Note: The current simplepie.inc (it's been updated several times since this script came out) allows you to retrieve the full description without needing to be edited. But to switch to it, both outputbody.php and main.php would need to be edited because some of the function names have changed, as has the way that cache times are calculated. And it might be a bit more complicated, as the updated simplepie.inc does a better job at filtering out images, so part of that might have to be dealt with in configuring the feed with it as well.

I want to retrieve and display a full article (full-text content, images). Which parts of code needs to be tweaked for this purpose?

jscheuer1
03-26-2011, 02:15 PM
Did you try the advice from that thread?

siluet
03-26-2011, 05:47 PM
no I didn't, as this tweak is for retriving a description, whereas I need to retrieve a full-text content(full article). As far I understand, description is only part of xml structure, not a full content.

Thanks.

jscheuer1
03-26-2011, 07:10 PM
I'd say try it. If it doesn't get you what you want, it should at least be a jumping off point.

Feeds vary. Is that the feed you want to use?

siluet
03-26-2011, 08:59 PM
I have tried tweak from that thread, but its not working for me, I didn't find any changes in feed.

I thought it as some universal approach, but if its a feed-specific, then, for example, for these feeds:
http://rss.kenwood.co.jp/f6761/rss.xml
www.dpreview.com/feeds/latest.xml

jscheuer1
03-27-2011, 02:51 AM
This script cannot pull anything from the feed that isn't there. The Kenwood feed is very minimalistic. Here's a typical item in its raw xml format:


<item>
<title>Information on the Kenwood Booth at IWCE 2011</title>
<link>http://rss.kenwood.co.jp/item_140140_2670610_6761.html</link>
<description></description>
<pubDate>Mon, 07 Mar 2011 11:33:24 +0900</pubDate>
</item>

Notice, no description. So all the script can get on that is the title, link and date.

The Digital Photography Review feed is similar:


<item>
<title>Nikon Coolpix L120</title>
<pubDate>Wed, 09 Feb 2011 01:00:00 GMT</pubDate>
<link>http://www.dpreview.com/news/1102/11020909nikonsuperzooms.asp</link>
<guid>http://www.dpreview.com/news/1102/11020909nikonsuperzooms.asp</guid>
<description>Also: &lt;a href="/reviews/specs/Nikon/nikon_cpl120.asp"&gt;Specifications&lt;/a&gt; and &lt;a href="/products/shop/nikon_cpl120"&gt;Prices&lt;/a&gt;.</description>
</item>

It contains just a little more information per item.

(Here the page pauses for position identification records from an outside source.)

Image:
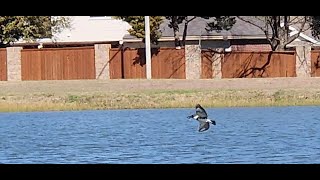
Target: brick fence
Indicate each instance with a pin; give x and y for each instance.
(103, 62)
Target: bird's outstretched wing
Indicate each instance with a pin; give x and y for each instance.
(203, 126)
(201, 113)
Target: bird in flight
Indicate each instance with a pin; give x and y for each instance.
(202, 117)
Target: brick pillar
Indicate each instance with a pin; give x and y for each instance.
(193, 61)
(14, 63)
(101, 57)
(303, 61)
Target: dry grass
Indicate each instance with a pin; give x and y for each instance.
(157, 99)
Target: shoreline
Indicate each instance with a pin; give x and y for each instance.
(145, 94)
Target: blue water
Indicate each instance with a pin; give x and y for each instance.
(242, 135)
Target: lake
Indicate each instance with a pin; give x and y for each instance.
(273, 135)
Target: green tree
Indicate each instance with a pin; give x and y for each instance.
(315, 26)
(137, 24)
(14, 28)
(138, 28)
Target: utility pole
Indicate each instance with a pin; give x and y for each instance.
(147, 44)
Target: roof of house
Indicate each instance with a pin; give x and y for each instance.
(240, 30)
(197, 28)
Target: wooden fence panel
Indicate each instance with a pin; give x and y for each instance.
(131, 63)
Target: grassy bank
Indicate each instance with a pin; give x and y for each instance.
(157, 99)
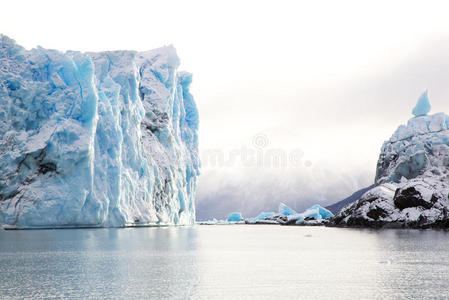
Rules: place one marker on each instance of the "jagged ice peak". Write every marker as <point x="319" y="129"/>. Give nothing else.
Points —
<point x="423" y="106"/>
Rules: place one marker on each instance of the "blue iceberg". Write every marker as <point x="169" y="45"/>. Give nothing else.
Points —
<point x="96" y="139"/>
<point x="423" y="106"/>
<point x="235" y="217"/>
<point x="264" y="215"/>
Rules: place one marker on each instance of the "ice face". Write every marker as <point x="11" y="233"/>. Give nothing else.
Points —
<point x="235" y="217"/>
<point x="324" y="213"/>
<point x="422" y="108"/>
<point x="285" y="210"/>
<point x="95" y="139"/>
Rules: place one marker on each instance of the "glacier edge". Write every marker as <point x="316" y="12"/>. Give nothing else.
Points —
<point x="96" y="139"/>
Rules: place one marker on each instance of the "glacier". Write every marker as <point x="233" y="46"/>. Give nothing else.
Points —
<point x="107" y="139"/>
<point x="412" y="177"/>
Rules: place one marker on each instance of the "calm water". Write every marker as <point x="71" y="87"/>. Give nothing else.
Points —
<point x="224" y="262"/>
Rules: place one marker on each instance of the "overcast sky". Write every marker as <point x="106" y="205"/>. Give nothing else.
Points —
<point x="317" y="84"/>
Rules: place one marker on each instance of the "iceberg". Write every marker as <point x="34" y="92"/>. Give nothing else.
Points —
<point x="423" y="106"/>
<point x="412" y="178"/>
<point x="285" y="210"/>
<point x="264" y="215"/>
<point x="235" y="217"/>
<point x="96" y="139"/>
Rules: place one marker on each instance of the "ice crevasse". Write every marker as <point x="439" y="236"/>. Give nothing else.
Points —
<point x="95" y="139"/>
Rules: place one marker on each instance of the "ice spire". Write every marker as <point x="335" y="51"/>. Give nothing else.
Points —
<point x="422" y="108"/>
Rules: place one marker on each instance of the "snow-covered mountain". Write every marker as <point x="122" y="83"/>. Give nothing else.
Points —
<point x="95" y="139"/>
<point x="412" y="179"/>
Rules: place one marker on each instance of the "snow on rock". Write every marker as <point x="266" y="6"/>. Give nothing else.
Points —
<point x="235" y="217"/>
<point x="95" y="139"/>
<point x="412" y="178"/>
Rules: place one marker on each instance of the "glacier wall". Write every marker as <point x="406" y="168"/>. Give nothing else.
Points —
<point x="96" y="139"/>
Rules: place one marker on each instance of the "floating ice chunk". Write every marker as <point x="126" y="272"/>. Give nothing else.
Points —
<point x="235" y="217"/>
<point x="422" y="108"/>
<point x="285" y="210"/>
<point x="322" y="211"/>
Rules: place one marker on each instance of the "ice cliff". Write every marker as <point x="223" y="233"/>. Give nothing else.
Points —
<point x="412" y="178"/>
<point x="95" y="139"/>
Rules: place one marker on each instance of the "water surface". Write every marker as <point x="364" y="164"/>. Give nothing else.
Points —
<point x="224" y="262"/>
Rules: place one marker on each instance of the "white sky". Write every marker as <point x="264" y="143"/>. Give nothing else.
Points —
<point x="332" y="78"/>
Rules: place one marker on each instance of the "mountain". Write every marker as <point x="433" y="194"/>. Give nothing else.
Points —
<point x="335" y="208"/>
<point x="95" y="139"/>
<point x="412" y="178"/>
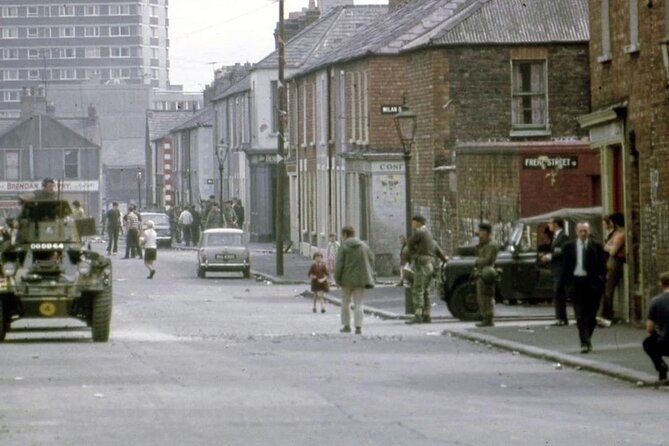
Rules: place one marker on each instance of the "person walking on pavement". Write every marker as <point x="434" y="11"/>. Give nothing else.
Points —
<point x="421" y="252"/>
<point x="353" y="273"/>
<point x="554" y="257"/>
<point x="229" y="217"/>
<point x="150" y="243"/>
<point x="318" y="273"/>
<point x="656" y="345"/>
<point x="113" y="218"/>
<point x="239" y="211"/>
<point x="197" y="224"/>
<point x="615" y="248"/>
<point x="331" y="252"/>
<point x="186" y="221"/>
<point x="486" y="275"/>
<point x="133" y="226"/>
<point x="214" y="219"/>
<point x="584" y="272"/>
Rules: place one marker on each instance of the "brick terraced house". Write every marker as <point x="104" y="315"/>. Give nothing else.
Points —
<point x="497" y="86"/>
<point x="629" y="127"/>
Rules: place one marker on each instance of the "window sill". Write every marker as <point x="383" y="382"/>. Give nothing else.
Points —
<point x="524" y="133"/>
<point x="604" y="58"/>
<point x="632" y="49"/>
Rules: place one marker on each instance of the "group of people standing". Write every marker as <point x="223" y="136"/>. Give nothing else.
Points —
<point x="138" y="235"/>
<point x="351" y="263"/>
<point x="587" y="272"/>
<point x="188" y="222"/>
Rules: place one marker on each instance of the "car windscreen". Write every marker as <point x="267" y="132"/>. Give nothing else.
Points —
<point x="223" y="240"/>
<point x="157" y="219"/>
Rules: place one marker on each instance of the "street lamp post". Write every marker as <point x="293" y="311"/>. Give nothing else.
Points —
<point x="405" y="124"/>
<point x="139" y="189"/>
<point x="220" y="154"/>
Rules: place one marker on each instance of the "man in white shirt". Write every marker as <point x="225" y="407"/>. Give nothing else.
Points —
<point x="584" y="272"/>
<point x="186" y="222"/>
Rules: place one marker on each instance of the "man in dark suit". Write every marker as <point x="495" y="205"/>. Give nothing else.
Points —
<point x="556" y="225"/>
<point x="584" y="272"/>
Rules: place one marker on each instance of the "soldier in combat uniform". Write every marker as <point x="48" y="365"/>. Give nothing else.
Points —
<point x="421" y="252"/>
<point x="486" y="275"/>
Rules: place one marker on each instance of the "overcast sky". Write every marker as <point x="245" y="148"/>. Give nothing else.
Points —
<point x="208" y="33"/>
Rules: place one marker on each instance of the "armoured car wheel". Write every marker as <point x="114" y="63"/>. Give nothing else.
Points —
<point x="462" y="303"/>
<point x="3" y="323"/>
<point x="102" y="304"/>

Because I caught your post before last before you edited it, I think I know what you're after - something like what feedex.net can give you. The feedex for the same item for Kenwood looks like so (portions wrapped):


<item><title>Information on the Kenwood Booth at IWCE 2011</title><link>http://www.kenwood.co.jp/en/news/2011/20110307_01.html</link><description>&lt;h1&gt;
Information on the Kenwood Booth at IWCE 2011&lt;br&gt;
Offering total wireless communications systems based on the theme of&lt;br&gt;
“Digital Systems &amp;amp; Multimedia Solutions.”
&lt;/h1&gt;
&lt;div&gt;
&lt;p&gt;
&lt;strong&gt;Kanagawa, Japan, March 7, 2011 —&lt;/strong&gt; Kenwood Corporation,
an operating company of the JVC Kenwood Group, will exhibit at this year’s International Wireless
Communications Expo (IWCE), the world’s largest exposition and trade fair for radio communication
equipment and systems, to be held March 9-11 in Las Vegas. Visitors to Kenwood’s booth will be able
to view total wireless communications systems optimized for a variety of applications ranging from the
business &amp;amp; industry market to the public safety market. . . .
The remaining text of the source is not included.